Adapun tiga hakim yang menjatuhkan vonis bebas terhadap terdakwa kasus pembunuhan Dini Sera Afrianti itu adalah Erintuah Damanik sebagai ketua majelis serta Mangapul dan Heru Hanindyo selaku anggota.
“Bantahan atau keberatan saya di muka persidangan seharusnya terhadap keterangan Erintuah Damanik dan Mangapul adalah suatu keadaan yang sebenar-benarnya saya alami dan rasakan berdasarkan pancaindra yang saya miliki,” kata Heru dalam sidang, Senin.
Heru tetap membantah keberadaannya di kantor PN Surabaya sebagaimana peristiwa pembagian uang yang disebutkan oleh Erintuah dan Mangapul dalam perkara tersebut.
“Keberadaan saya pada
tempus
yang disebutkan Erintuah Damanik dan Mangapul sejatinya saya tidak berada di tempat sebagaimana dimaksud,
in casu
di ruangan kerja dan area PN Surabaya pada saat hari Senin tanggal 3 Juni 2024 dan Senin 17 Juni 2024,” ucap dia.
Heru bahkan menyebut memiliki bukti bahwa Erintuah memberikan keterangan yang tidak benar terkait keberadaannya pada hari Sabtu, 1 Juni 2024.

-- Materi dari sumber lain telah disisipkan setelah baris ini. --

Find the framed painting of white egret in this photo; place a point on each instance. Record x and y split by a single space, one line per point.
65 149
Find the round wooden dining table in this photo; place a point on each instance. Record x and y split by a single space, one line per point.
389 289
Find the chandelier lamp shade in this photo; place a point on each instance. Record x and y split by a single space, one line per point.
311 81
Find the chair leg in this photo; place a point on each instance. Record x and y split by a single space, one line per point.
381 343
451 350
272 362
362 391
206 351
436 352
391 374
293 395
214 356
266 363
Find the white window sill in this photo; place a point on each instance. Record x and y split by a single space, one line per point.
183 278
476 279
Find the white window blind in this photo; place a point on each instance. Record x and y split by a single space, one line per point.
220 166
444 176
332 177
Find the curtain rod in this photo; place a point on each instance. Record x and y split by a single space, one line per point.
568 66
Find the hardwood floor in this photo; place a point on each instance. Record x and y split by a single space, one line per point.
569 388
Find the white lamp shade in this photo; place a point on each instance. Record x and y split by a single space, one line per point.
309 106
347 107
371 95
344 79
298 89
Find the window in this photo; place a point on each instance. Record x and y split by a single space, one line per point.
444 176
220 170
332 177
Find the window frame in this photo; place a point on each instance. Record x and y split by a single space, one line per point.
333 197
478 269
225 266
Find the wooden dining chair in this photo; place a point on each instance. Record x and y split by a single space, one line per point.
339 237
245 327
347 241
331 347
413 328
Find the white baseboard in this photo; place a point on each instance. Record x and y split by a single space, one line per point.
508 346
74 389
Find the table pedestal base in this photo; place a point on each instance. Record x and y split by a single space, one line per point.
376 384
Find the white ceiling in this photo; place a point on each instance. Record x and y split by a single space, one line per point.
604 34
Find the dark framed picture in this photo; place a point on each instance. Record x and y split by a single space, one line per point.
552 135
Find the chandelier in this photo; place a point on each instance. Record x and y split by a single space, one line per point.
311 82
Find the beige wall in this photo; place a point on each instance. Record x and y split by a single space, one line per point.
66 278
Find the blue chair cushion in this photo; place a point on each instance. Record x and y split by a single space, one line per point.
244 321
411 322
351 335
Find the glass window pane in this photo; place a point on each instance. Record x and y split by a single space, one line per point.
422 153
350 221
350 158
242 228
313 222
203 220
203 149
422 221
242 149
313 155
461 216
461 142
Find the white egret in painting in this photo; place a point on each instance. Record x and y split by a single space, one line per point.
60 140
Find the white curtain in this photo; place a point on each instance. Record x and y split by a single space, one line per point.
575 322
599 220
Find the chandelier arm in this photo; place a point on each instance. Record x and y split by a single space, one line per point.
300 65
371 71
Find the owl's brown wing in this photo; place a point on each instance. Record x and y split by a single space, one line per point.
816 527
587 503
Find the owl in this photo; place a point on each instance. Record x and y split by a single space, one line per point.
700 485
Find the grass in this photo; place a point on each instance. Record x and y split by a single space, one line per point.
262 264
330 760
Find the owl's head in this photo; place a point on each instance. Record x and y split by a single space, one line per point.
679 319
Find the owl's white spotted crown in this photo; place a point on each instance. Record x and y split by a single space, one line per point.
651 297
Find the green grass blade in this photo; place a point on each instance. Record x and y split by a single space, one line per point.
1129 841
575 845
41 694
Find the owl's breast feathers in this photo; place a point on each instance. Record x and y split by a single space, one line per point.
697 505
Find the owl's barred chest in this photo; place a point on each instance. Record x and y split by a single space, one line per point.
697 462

Pasalnya, tanggal tersebut, Erintuah berada di Surabaya untuk mengikuti upacaya. Hal ini berbeda dengan keterangan Erintuah yang mengaku bertemu dengan pengacara Ronald Tannur, Lisa Rachmat di Semarang.
“Saya dapat membuktikan bahwa keberadaan Erintuah Damanik pada hari Sabtu tanggal 1 Juni 2024 sejatinya Erintuah Damanik tidak berada di Semarang, tetapi berada di Surabaya, sehingga pada hari Sabtu tanggal 1 Juni 2024 tidak mungkin Erintuah Damanik bertemu dengan Lisa Rahmat, termasuk menerima uang SGD 140.000 pecahan SGD 1000 di Dunkin Donnuts Bandara A. Yani Semarang,” katanya.
Heru juga membantah disebut mengetahui atau menerima bagian dari uang sebesar SGD 140.000 sebagaimana keterangan para Erintuah maupun Mangapul.
Ia menegaskan bahwa keberatan atas keterangan dua saksi lainnya merupakan bagian dari hak konstitusional untuk membela diri.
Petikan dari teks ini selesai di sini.